Risks of cyber fraud allegations remain high for companies subject to government requirements


Investigations into alleged violations of cybersecurity requirements under the federal civil False Claims Act (FCA) and its state analogues are increasingly an area of focus for the U.S. Department of Justice (DOJ), state attorneys general and whistleblowers (known as qui tam plaintiffs or relators under the FCA). We expect a continued uptick in enforcement activity, leading to elevated risk and additional potential financial exposure for companies subject to government cybersecurity requirements.

First, federal agencies and state and local governments are imposing progressively stricter cybersecurity requirements in their contracts that will ultimately apply to a broader set of contractors than before.

For example, when the Pentagon’s new Cybersecurity Maturity Model Certification (CMMC) regulations go into effect on November 10, 2025, they will remove certain flexibility currently afforded to contractors that handle controlled unclassified information (CUI); contractors will be required to fully implement required cybersecurity controls, undergo additional assessments — including third party assessments in some instances — to validate implementation of these controls and periodically self-attest to the government that they have implemented and will continue to maintain compliance with all applicable requirements for CMMC status. 

More generally, the U.S. government has been working for many years on a rule that would impose rigorous cybersecurity controls for CUI on contractors to most federal agencies. Although some agencies already impose cybersecurity requirements, if implemented this rule will apply across the government and will likely increase the number of companies that must comply with these types of rigorous cybersecurity obligations. 

Finally, state and local governments have continued to impose new cybersecurity requirements in their contracts for products and services, of which the GovRAMP program (formerly called StateRAMP) is a prominent example.

Second, DOJ continues to see FCA enforcement as a priority to enforce aggressively and is now several years up the learning curve in understanding technical cybersecurity requirements. We are increasingly seeing settlement agreements under the federal FCA that cite technical or esoteric aspects of cybersecurity requirements and cybersecurity requirements applicable to a broad range of technologies — including information systems and devices — and DOJ is pursuing cases that involve complex cybersecurity issues. DOJ has continued to identify procurement fraud as a major priority, both from a criminal and a civil perspective, so we expect DOJ’s focus on civil and criminal cybersecurity fraud to continue. We expect to see similar trends at the state and local levels, as cybersecurity becomes more of a focus for state and local enforcement authorities.

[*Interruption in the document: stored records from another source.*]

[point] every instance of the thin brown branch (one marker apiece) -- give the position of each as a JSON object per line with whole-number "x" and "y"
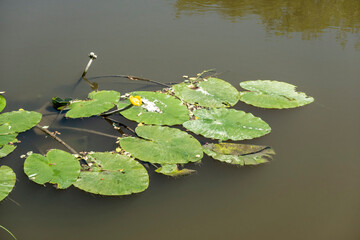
{"x": 90, "y": 131}
{"x": 53, "y": 135}
{"x": 133, "y": 78}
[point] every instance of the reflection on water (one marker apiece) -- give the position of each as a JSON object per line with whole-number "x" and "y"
{"x": 283, "y": 17}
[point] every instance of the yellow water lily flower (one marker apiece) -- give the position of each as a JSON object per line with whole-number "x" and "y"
{"x": 136, "y": 101}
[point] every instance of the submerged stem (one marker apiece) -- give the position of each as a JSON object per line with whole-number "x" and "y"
{"x": 92, "y": 57}
{"x": 90, "y": 131}
{"x": 53, "y": 135}
{"x": 133, "y": 78}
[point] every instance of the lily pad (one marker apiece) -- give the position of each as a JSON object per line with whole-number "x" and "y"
{"x": 7, "y": 181}
{"x": 225, "y": 124}
{"x": 18, "y": 121}
{"x": 273, "y": 94}
{"x": 163, "y": 145}
{"x": 172, "y": 170}
{"x": 4, "y": 139}
{"x": 211, "y": 92}
{"x": 113, "y": 174}
{"x": 156, "y": 108}
{"x": 2, "y": 103}
{"x": 239, "y": 154}
{"x": 58, "y": 167}
{"x": 99, "y": 102}
{"x": 6, "y": 150}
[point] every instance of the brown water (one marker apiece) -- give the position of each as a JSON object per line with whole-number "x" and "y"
{"x": 310, "y": 191}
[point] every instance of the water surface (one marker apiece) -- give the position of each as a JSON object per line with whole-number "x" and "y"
{"x": 309, "y": 191}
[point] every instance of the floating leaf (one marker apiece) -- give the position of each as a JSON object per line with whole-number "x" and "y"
{"x": 225, "y": 124}
{"x": 2, "y": 102}
{"x": 163, "y": 145}
{"x": 6, "y": 150}
{"x": 100, "y": 101}
{"x": 240, "y": 154}
{"x": 4, "y": 139}
{"x": 113, "y": 174}
{"x": 58, "y": 167}
{"x": 173, "y": 170}
{"x": 211, "y": 92}
{"x": 7, "y": 181}
{"x": 273, "y": 94}
{"x": 156, "y": 108}
{"x": 18, "y": 121}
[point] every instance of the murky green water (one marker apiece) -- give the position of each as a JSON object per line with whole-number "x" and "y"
{"x": 310, "y": 191}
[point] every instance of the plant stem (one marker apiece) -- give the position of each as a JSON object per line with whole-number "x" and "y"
{"x": 53, "y": 135}
{"x": 133, "y": 78}
{"x": 90, "y": 131}
{"x": 92, "y": 57}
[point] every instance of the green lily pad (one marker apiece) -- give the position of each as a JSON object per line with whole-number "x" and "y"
{"x": 4, "y": 139}
{"x": 113, "y": 174}
{"x": 163, "y": 145}
{"x": 273, "y": 94}
{"x": 2, "y": 103}
{"x": 172, "y": 170}
{"x": 18, "y": 121}
{"x": 156, "y": 108}
{"x": 58, "y": 167}
{"x": 6, "y": 150}
{"x": 100, "y": 101}
{"x": 239, "y": 154}
{"x": 211, "y": 92}
{"x": 225, "y": 124}
{"x": 7, "y": 181}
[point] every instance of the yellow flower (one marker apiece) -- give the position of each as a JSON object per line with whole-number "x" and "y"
{"x": 136, "y": 101}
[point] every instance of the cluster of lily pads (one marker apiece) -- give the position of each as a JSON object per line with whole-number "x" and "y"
{"x": 201, "y": 105}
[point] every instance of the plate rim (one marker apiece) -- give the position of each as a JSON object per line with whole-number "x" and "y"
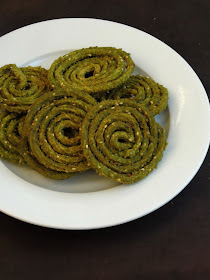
{"x": 160, "y": 205}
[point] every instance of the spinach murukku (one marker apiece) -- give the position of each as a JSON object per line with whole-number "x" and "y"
{"x": 91, "y": 70}
{"x": 20, "y": 87}
{"x": 10, "y": 136}
{"x": 52, "y": 127}
{"x": 122, "y": 141}
{"x": 143, "y": 90}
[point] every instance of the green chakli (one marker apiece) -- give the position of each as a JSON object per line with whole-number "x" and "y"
{"x": 91, "y": 70}
{"x": 122, "y": 141}
{"x": 20, "y": 87}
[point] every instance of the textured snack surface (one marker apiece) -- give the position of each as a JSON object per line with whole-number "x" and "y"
{"x": 20, "y": 87}
{"x": 92, "y": 70}
{"x": 10, "y": 136}
{"x": 52, "y": 129}
{"x": 122, "y": 141}
{"x": 143, "y": 90}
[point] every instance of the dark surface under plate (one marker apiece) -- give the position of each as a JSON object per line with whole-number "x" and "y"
{"x": 170, "y": 243}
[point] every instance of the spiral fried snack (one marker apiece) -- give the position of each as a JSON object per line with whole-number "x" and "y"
{"x": 143, "y": 90}
{"x": 91, "y": 70}
{"x": 10, "y": 136}
{"x": 20, "y": 87}
{"x": 122, "y": 141}
{"x": 52, "y": 128}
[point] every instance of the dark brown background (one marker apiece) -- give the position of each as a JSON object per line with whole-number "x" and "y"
{"x": 171, "y": 243}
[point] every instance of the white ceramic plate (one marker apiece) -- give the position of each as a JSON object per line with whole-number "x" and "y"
{"x": 89, "y": 201}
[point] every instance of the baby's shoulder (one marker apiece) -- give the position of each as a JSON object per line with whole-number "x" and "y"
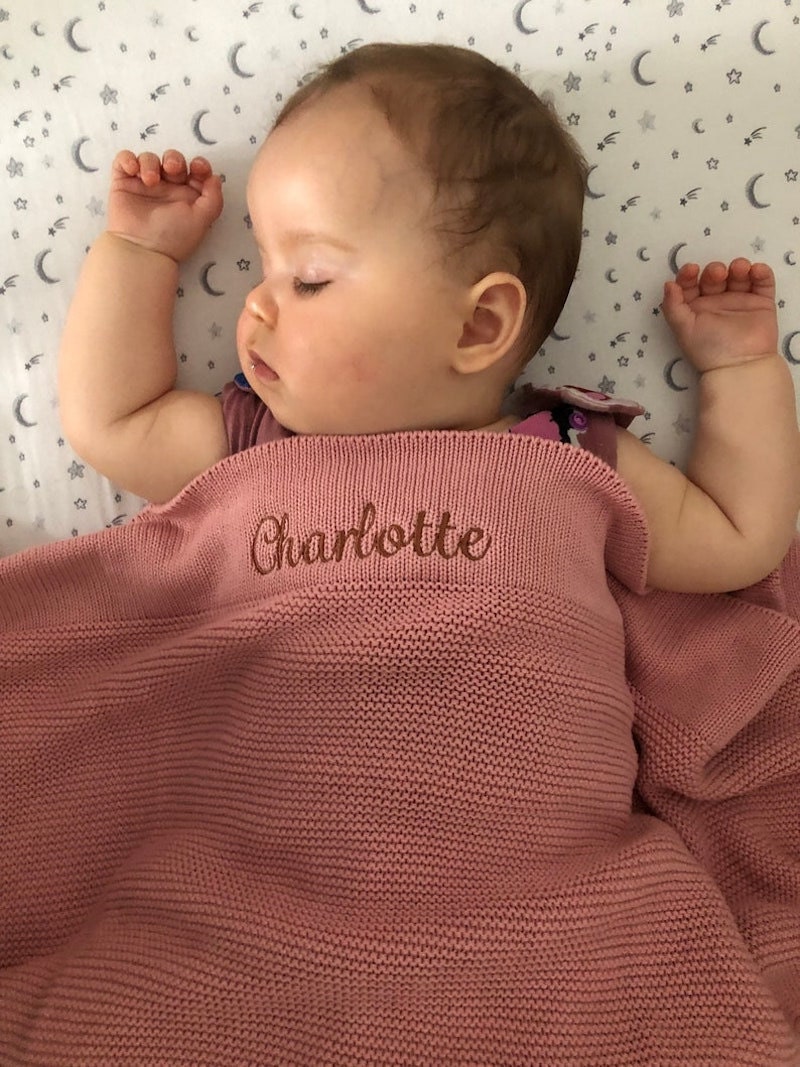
{"x": 572, "y": 415}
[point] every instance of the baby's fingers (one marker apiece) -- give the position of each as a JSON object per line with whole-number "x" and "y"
{"x": 763, "y": 281}
{"x": 125, "y": 164}
{"x": 174, "y": 166}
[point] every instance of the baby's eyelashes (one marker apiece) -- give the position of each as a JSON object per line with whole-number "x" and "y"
{"x": 308, "y": 288}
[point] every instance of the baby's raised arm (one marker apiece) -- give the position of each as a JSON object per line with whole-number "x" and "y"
{"x": 117, "y": 365}
{"x": 730, "y": 520}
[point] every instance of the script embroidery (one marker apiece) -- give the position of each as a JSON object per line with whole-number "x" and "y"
{"x": 275, "y": 545}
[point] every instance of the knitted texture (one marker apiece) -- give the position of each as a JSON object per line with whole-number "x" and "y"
{"x": 353, "y": 754}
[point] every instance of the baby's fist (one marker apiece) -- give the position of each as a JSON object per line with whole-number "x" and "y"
{"x": 165, "y": 205}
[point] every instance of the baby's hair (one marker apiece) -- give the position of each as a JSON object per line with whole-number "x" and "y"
{"x": 509, "y": 179}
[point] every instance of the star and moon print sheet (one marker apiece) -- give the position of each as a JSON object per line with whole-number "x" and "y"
{"x": 687, "y": 110}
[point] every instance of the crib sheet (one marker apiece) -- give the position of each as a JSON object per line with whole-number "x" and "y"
{"x": 687, "y": 111}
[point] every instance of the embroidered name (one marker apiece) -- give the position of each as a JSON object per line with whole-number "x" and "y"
{"x": 276, "y": 545}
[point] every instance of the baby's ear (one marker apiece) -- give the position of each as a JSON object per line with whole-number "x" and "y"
{"x": 496, "y": 308}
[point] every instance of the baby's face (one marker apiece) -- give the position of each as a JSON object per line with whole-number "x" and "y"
{"x": 352, "y": 324}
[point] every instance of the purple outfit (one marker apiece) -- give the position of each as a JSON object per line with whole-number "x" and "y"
{"x": 568, "y": 414}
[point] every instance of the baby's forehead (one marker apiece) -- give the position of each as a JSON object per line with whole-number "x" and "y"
{"x": 340, "y": 152}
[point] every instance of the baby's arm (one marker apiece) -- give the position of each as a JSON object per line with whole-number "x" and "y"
{"x": 729, "y": 522}
{"x": 117, "y": 367}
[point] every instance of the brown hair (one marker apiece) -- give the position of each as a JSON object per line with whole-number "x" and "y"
{"x": 509, "y": 178}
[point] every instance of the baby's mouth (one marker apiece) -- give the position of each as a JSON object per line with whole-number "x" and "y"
{"x": 262, "y": 370}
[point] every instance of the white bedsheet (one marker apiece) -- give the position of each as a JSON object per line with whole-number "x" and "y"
{"x": 687, "y": 112}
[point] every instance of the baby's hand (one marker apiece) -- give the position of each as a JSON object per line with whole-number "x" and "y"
{"x": 163, "y": 205}
{"x": 724, "y": 315}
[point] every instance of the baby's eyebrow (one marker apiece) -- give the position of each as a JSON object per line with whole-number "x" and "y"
{"x": 296, "y": 237}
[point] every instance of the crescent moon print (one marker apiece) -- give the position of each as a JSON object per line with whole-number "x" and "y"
{"x": 196, "y": 130}
{"x": 672, "y": 258}
{"x": 206, "y": 284}
{"x": 40, "y": 267}
{"x": 69, "y": 34}
{"x": 77, "y": 156}
{"x": 635, "y": 69}
{"x": 518, "y": 18}
{"x": 669, "y": 376}
{"x": 756, "y": 38}
{"x": 233, "y": 60}
{"x": 17, "y": 408}
{"x": 786, "y": 348}
{"x": 590, "y": 192}
{"x": 750, "y": 192}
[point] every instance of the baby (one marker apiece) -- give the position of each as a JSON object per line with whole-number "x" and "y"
{"x": 417, "y": 211}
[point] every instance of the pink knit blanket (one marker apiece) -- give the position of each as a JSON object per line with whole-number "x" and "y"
{"x": 372, "y": 750}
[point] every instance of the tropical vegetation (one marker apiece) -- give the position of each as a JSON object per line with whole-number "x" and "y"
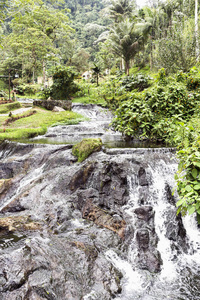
{"x": 143, "y": 64}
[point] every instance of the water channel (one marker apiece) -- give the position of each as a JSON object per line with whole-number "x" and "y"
{"x": 105, "y": 228}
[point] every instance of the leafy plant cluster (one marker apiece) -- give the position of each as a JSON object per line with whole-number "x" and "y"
{"x": 64, "y": 86}
{"x": 151, "y": 113}
{"x": 137, "y": 82}
{"x": 28, "y": 89}
{"x": 188, "y": 176}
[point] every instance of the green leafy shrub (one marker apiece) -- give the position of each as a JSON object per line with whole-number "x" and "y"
{"x": 5, "y": 108}
{"x": 29, "y": 89}
{"x": 138, "y": 82}
{"x": 161, "y": 77}
{"x": 188, "y": 175}
{"x": 3, "y": 94}
{"x": 133, "y": 117}
{"x": 45, "y": 93}
{"x": 193, "y": 82}
{"x": 63, "y": 83}
{"x": 181, "y": 76}
{"x": 153, "y": 113}
{"x": 86, "y": 147}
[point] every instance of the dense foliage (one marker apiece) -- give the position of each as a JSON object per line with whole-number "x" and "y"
{"x": 63, "y": 84}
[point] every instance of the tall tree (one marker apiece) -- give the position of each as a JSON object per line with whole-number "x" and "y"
{"x": 196, "y": 30}
{"x": 121, "y": 9}
{"x": 127, "y": 38}
{"x": 35, "y": 32}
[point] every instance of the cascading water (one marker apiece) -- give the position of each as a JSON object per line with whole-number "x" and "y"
{"x": 179, "y": 274}
{"x": 106, "y": 228}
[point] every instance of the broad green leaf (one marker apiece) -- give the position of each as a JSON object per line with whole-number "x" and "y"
{"x": 196, "y": 164}
{"x": 180, "y": 202}
{"x": 197, "y": 187}
{"x": 198, "y": 218}
{"x": 188, "y": 188}
{"x": 194, "y": 173}
{"x": 191, "y": 210}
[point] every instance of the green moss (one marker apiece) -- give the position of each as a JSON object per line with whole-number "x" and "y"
{"x": 86, "y": 147}
{"x": 5, "y": 108}
{"x": 35, "y": 124}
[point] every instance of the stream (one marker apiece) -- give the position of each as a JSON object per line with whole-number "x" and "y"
{"x": 105, "y": 228}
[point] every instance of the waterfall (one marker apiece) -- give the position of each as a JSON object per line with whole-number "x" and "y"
{"x": 102, "y": 229}
{"x": 151, "y": 187}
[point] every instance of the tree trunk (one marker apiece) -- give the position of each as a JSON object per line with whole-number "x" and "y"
{"x": 33, "y": 75}
{"x": 196, "y": 30}
{"x": 127, "y": 68}
{"x": 44, "y": 72}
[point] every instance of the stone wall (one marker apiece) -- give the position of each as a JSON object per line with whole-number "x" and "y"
{"x": 49, "y": 104}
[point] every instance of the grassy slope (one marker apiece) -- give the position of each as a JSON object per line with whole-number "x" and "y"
{"x": 36, "y": 124}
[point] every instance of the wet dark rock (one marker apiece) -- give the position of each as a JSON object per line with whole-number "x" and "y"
{"x": 146, "y": 240}
{"x": 175, "y": 230}
{"x": 144, "y": 213}
{"x": 169, "y": 195}
{"x": 101, "y": 218}
{"x": 142, "y": 177}
{"x": 81, "y": 212}
{"x": 80, "y": 178}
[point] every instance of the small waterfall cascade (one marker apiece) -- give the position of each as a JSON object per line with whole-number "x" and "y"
{"x": 163, "y": 257}
{"x": 102, "y": 229}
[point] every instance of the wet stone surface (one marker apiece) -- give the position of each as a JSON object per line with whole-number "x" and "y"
{"x": 59, "y": 219}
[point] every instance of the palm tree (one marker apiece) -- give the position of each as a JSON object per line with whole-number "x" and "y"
{"x": 196, "y": 30}
{"x": 121, "y": 9}
{"x": 127, "y": 38}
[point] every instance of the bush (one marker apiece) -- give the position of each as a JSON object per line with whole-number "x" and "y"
{"x": 139, "y": 82}
{"x": 63, "y": 83}
{"x": 151, "y": 114}
{"x": 29, "y": 89}
{"x": 3, "y": 94}
{"x": 45, "y": 93}
{"x": 193, "y": 82}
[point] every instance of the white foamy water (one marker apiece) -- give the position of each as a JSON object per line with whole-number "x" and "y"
{"x": 132, "y": 279}
{"x": 170, "y": 283}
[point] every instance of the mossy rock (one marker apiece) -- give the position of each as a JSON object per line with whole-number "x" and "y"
{"x": 86, "y": 147}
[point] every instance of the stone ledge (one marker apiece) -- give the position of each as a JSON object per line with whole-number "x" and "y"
{"x": 50, "y": 104}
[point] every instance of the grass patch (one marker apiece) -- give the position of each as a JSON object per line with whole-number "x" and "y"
{"x": 36, "y": 124}
{"x": 90, "y": 100}
{"x": 5, "y": 108}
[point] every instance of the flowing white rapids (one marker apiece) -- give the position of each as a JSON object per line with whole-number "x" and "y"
{"x": 176, "y": 280}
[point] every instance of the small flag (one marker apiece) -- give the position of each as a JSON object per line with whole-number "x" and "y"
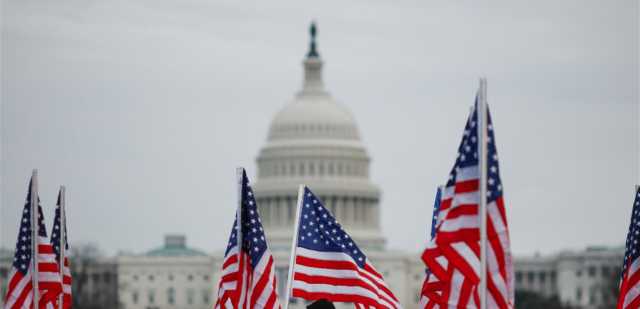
{"x": 20, "y": 292}
{"x": 248, "y": 273}
{"x": 629, "y": 297}
{"x": 329, "y": 265}
{"x": 430, "y": 283}
{"x": 61, "y": 247}
{"x": 453, "y": 257}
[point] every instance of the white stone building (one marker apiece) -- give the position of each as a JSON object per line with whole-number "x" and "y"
{"x": 577, "y": 278}
{"x": 314, "y": 140}
{"x": 170, "y": 277}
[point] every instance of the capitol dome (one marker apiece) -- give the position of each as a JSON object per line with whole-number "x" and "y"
{"x": 314, "y": 140}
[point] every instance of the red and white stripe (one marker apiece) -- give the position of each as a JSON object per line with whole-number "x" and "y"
{"x": 257, "y": 286}
{"x": 66, "y": 284}
{"x": 336, "y": 277}
{"x": 20, "y": 288}
{"x": 457, "y": 242}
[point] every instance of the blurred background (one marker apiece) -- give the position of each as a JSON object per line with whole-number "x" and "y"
{"x": 143, "y": 109}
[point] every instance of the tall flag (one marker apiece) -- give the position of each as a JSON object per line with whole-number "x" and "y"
{"x": 60, "y": 243}
{"x": 453, "y": 256}
{"x": 20, "y": 291}
{"x": 248, "y": 273}
{"x": 328, "y": 264}
{"x": 430, "y": 283}
{"x": 630, "y": 282}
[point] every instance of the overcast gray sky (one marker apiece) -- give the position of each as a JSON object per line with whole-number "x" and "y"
{"x": 143, "y": 108}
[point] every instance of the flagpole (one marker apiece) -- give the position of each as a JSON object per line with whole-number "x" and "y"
{"x": 239, "y": 172}
{"x": 482, "y": 164}
{"x": 62, "y": 245}
{"x": 34, "y": 237}
{"x": 294, "y": 246}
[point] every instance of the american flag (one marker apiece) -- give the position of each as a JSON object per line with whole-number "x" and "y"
{"x": 60, "y": 224}
{"x": 453, "y": 256}
{"x": 430, "y": 283}
{"x": 20, "y": 289}
{"x": 328, "y": 263}
{"x": 248, "y": 275}
{"x": 629, "y": 297}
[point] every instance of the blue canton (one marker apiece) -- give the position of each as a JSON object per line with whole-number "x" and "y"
{"x": 319, "y": 230}
{"x": 632, "y": 249}
{"x": 22, "y": 256}
{"x": 468, "y": 155}
{"x": 254, "y": 241}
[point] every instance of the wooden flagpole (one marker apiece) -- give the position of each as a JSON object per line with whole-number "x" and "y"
{"x": 34, "y": 237}
{"x": 241, "y": 283}
{"x": 482, "y": 164}
{"x": 294, "y": 246}
{"x": 63, "y": 243}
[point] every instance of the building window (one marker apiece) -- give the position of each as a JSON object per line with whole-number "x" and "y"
{"x": 152, "y": 297}
{"x": 190, "y": 295}
{"x": 579, "y": 294}
{"x": 205, "y": 297}
{"x": 542, "y": 276}
{"x": 530, "y": 277}
{"x": 171, "y": 296}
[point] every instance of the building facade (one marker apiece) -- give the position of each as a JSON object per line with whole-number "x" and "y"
{"x": 314, "y": 140}
{"x": 584, "y": 279}
{"x": 173, "y": 276}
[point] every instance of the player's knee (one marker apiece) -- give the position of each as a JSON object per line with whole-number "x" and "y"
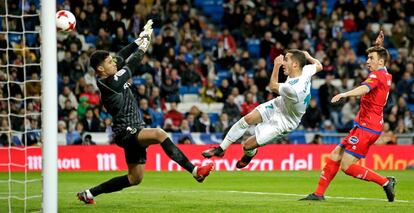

Third, the increased publicity surrounding settlements related to cybersecurity fraud — including discussions of the recoveries that whistleblowers receive in those suits — will likely encourage additional qui tam actions that in turn encourage additional government investigations. 

DOJ is actively encouraging whistleblowers to come forward, and the vast majority of cyber fraud settlements in the past few years have resulted from these so-called “qui tam” cases. Although the technical nature of allegations of cybersecurity fraud can make these cases difficult for the DOJ to investigate and assert, qui tam plaintiffs can help to address some of these challenges. Qui tam relators are often current or former employees of a company with technical backgrounds and direct knowledge of the state of an organization’s cybersecurity program, and their input can be instrumental to the government’s ability to understand the facts.

The likely pattern of increased enforcement also poses increased financial risk for contractors in the cybersecurity arena. Although some of the more recent cybersecurity fraud settlements have been somewhat modest, these amounts represent only a fraction of the expense of responding to an allegation of cybersecurity fraud.

For example, companies responding to such allegations typically undertake their own investigation to assess the validity of the allegations and develop the factual record, which may require obtaining counsel highly experienced in the technical aspects of these cases. 

Further, an investigation can require significant attention from company leadership. Thus, even where a company successfully mounts a complete or partial defense, practical aspects and expenses of an investigation can greatly outweigh the cost of any potential settlement — which means that when you read about the latest FCA cybersecurity settlements, assume that the overall financial loss to the company in question was far greater than the disclosed settlement amount.